My ph is 7.8, so hopefully they can adapt.


----------



## southerndesert (Oct 14, 2007)

Your Tigers may have problems in a PH of 7.8....Also they may not breed for you. They are one of the fussier species needing a PH in the 6.4 to 6.7 range for best health.

Bill


----------



## Scipio (Feb 18, 2008)

But will they still breed in his PH? If they do then I am also in luck.


----------



## newbie314 (Mar 2, 2007)

I'll see won't I


----------



## Kenshin (Feb 26, 2007)

I can guarantee that your Tiger shrimps will not breed in that high pH. In fact, they will just die one by one within a period of time. Tiger, CRS, and Bee shrimps are one of the most sensitive shrimps out in the shrimp keeping hobby. They require soft, slightly acidic, and cool temperatures to breed. 

The highest pH for them to survive and maybe breed at a "decent" pace will be pH 7.0, but your other water parameters has to be perfect (soft and cool temperatures) along with no ammonia/nitrates, no fish, and no fertilizer at all in the tank.

In addition, your tank will be way overcrowded if you have 1 dwarf crayfish and 2 other coming (not to mention your tetra fish). They will harass and/or hunt down your baby RCS, Tiger (adult or shrimplet) which would actually be a bad environment overall.


----------



## go9ma123 (Dec 22, 2007)

Your tigers are not going breed well and might have death. I would at least lower your pH to 7.2-7.0 to keep tigers.


----------



## newbie314 (Mar 2, 2007)

Define cool


Kenshin said:


> I can guarantee that your Tiger shrimps will not breed in that high pH. In fact, they will just die one by one within a period of time. Tiger, CRS, and Bee shrimps are one of the most sensitive shrimps out in the shrimp keeping hobby. They require soft, slightly acidic, and cool temperatures to breed.
> 
> The highest pH for them to survive and maybe breed at a "decent" pace will be pH 7.0, but your other water parameters has to be perfect (soft and cool temperatures) along with no ammonia/nitrates, no fish, and no fertilizer at all in the tank.
> 
> In addition, your tank will be way overcrowded if you have 1 dwarf crayfish and 2 other coming (not to mention your tetra fish). They will harass and/or hunt down your baby RCS, Tiger (adult or shrimplet) which would actually be a bad environment overall.


----------



## Kenshin (Feb 26, 2007)

Between 72 to 76 F. Once you reach 78 F or above, the high temperature will start to stress the Tiger/CRS/Bee shrimps out and the shrimps will die slowly (just the same for pH as well - not to mention other fish/predators in the same tank with them). These species are SUPER SENSITIVE when you compare with RCS or Amano shrimps.


----------



## Scipio (Feb 18, 2008)

I seem to be having a hard time getting my PH down from 7.8-8.0 . I have been doing RO/DI water changes and I have been able to get my KH from 9 down to 5 and my GH 15 down to 7. But my PH seems not to budge in my 125g and my 10g. My Tigers seem fine in my 10g and I have had them for approx 3 weeks now with no deaths. As for my crs out of the 15 I got a month ago I still have 10, 3 died 2 days after shipping and 2 are MIA. But in almost a month no deaths. 
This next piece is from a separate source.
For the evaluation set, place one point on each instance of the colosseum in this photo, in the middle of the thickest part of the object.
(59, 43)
Since I have lowered my GH and KH my crs have turned more white. I also have 3 bcs that have been in my 125g tank for about 3 weeks and they too are showing more white. Even 1 of my bcs is berried so I'm hopping for the best. I have no crushed coreal, no lime stone in my tank that would keep my PH up so have even after the RO/DI WCs. I actually have several large to hugh pieces of drift would that should be lowering my PH cause they tuen my water a light tea color. I have no clue as to why my PH is still so high


----------



## Kenshin (Feb 26, 2007)

Scipio,

What kind of substrate are you using for your tank?

Are you using just pure RO/DI water to carry out water changes?

What kind of water did you fill up your tank originally with?

If it is tap water, then the 125 gallon already created a very strong buffering system.

What kind of equipments are you using for testing pH?


----------



## Scipio (Feb 18, 2008)

Hi Kenshin,

1. I have normal natural colored gravel in most of the tank with a little bit of silical sand that remained after I changed substrate 5 years ago (no more then a pound or two). And I did add half a bag of eco- complete to the far right side of the tank to make the RCS and CRS stand out more.

2. Yes I have been using pure RO/DI water for WCs. I'm thinking of going to 50/50 RO/DI and tap cause I don't want my plants to starve since I don't use ferts and don't want my shrimps to get bad molt if I drop the KH/GH to low.

3. I have been using tap water for as long as I can remember ph is 8.0. I believe that one of the reasons my tanks PH is higher then my tap is cause evaporation and me just filling back up with out a WC.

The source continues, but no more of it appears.